1. Shinde R,  Shinde S, Makhale C, et al. Occurrence of ‘‘J waves’’ in 12-lead ECG as a marker of acute ischemia and their cellular basis. Pacing Clin Electrophysiol. 2007; 30(6): 817-819.

5 thoughts on “Seeking the Esoteric, Missing the Apparent

  1. Christopher says:

    I think a more likely scenario is the 28 year old male exhibited J-waves / ST-segment notching on his baseline ECG, consistent with an early repolarization pattern, that went away as the myocardial infarction progressed.

    • Christopher says:

      Their figure 3 in the article is not what you find in the reference. They’ve modified it to add the “10 minutes of ischemia ECG”. In fact, when you read the referenced paper you get a different gist:

      “In preparations displaying a prominent action potential notch [ed: J-wave] another characteristics behavior was observed in response to ischemia. Figure 1B [ed: 12 min ischemia in figure 3] shows an example of ischemia-induced loss of the epicardial action potential dome and ST-segment elevation.”

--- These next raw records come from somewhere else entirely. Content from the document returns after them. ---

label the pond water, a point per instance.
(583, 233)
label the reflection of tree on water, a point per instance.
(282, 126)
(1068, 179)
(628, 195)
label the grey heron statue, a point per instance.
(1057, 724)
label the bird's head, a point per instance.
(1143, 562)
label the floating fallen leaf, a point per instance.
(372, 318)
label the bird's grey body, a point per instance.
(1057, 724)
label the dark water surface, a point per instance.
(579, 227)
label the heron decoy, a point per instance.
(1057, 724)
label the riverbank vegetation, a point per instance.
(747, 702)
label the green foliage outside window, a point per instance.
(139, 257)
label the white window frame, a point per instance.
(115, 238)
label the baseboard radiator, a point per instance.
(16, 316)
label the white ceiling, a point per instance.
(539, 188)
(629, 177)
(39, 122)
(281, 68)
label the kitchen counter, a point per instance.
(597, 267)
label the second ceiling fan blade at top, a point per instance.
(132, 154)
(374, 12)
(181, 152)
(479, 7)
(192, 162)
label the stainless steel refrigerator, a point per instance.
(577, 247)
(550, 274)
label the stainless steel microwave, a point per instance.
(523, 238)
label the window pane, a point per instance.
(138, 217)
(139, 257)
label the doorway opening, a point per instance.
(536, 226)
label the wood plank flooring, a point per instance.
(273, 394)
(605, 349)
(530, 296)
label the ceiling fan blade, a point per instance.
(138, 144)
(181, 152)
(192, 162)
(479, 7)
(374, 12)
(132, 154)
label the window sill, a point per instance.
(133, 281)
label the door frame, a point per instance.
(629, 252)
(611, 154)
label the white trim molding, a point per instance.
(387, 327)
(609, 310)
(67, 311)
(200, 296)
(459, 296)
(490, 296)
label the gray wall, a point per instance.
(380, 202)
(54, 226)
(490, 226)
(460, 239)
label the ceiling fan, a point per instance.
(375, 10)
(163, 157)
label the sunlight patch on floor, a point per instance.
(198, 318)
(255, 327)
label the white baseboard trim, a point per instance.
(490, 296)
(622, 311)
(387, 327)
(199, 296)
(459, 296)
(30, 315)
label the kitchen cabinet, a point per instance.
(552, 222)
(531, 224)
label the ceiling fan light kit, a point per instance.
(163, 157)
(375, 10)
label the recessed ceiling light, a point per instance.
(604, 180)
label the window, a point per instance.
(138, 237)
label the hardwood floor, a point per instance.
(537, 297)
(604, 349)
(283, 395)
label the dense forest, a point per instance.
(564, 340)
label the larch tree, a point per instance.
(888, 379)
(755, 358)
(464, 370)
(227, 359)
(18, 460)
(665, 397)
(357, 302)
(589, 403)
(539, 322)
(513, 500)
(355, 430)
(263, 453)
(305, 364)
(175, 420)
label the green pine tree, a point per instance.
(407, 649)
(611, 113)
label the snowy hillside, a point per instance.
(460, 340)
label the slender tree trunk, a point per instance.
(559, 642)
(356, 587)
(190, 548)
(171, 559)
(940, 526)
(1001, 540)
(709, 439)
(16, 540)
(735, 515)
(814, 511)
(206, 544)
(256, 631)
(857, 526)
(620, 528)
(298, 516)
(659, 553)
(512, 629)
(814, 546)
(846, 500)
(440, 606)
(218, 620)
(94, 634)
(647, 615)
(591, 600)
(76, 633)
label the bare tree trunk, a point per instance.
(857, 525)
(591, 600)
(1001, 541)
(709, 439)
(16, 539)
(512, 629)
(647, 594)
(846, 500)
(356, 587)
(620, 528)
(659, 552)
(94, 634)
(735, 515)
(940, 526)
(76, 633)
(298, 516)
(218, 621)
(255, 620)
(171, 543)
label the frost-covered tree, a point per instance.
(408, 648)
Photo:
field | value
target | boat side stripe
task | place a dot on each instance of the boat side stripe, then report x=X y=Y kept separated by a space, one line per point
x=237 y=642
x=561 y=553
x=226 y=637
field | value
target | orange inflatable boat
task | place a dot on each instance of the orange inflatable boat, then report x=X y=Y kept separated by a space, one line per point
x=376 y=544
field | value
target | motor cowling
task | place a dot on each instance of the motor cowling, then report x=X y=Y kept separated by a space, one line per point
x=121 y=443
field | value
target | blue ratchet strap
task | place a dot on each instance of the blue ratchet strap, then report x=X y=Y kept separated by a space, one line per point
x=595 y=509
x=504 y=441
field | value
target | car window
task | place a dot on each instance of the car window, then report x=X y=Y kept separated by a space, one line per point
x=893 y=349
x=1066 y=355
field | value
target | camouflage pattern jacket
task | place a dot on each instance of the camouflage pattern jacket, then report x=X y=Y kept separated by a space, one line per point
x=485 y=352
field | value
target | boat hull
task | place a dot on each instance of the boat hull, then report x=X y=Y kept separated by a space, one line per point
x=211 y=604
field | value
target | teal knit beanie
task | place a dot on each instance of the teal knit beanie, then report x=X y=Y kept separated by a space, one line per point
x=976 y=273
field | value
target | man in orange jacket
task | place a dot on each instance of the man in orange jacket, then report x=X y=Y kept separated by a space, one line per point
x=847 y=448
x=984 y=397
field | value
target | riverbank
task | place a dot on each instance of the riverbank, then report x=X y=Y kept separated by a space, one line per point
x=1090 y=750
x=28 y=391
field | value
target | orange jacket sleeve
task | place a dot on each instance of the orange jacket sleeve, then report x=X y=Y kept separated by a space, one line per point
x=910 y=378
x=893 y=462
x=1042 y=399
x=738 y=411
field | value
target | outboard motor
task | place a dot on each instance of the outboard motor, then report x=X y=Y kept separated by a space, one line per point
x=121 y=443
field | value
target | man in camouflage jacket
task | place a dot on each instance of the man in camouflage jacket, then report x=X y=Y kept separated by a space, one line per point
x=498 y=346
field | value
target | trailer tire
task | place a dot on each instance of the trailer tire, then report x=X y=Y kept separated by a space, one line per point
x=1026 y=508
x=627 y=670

      Sounds to me like you get a loss of the J-wave during myocardial ischemia…and I still can’t find where they got their 10 minute ECG from…

  2. ekgpress says:

    Vince – I think you are “right on” with this post! The initial ECG should be HIGHLY suspicious for isolated acute posterior MI. I’d simplify the specific ECG findings you detail in excellent fashion in this post by stating there is a “positive Mirror Test” in that 1st ECG (ie, flipping the ECG up to the light you get the mirror image – for which anterior leads reveal what is occurring in the posterior wall).

    For brief review of the “Mirror Test” – GO TO:

    I agree with Christopher – I do not think this case study shows anything about “predictive value” of the J-point …

    • Vince D says:

      Thanks! Christopher and I have been discussing the paper a bit and I’m probably going to have to do a follow-up on how the entire article is off base.

      On the plus side, since their argument is flawed, at least the classic teaching of “J-shaped ST-segments with notching favors early repolarization over STEMI” still holds up.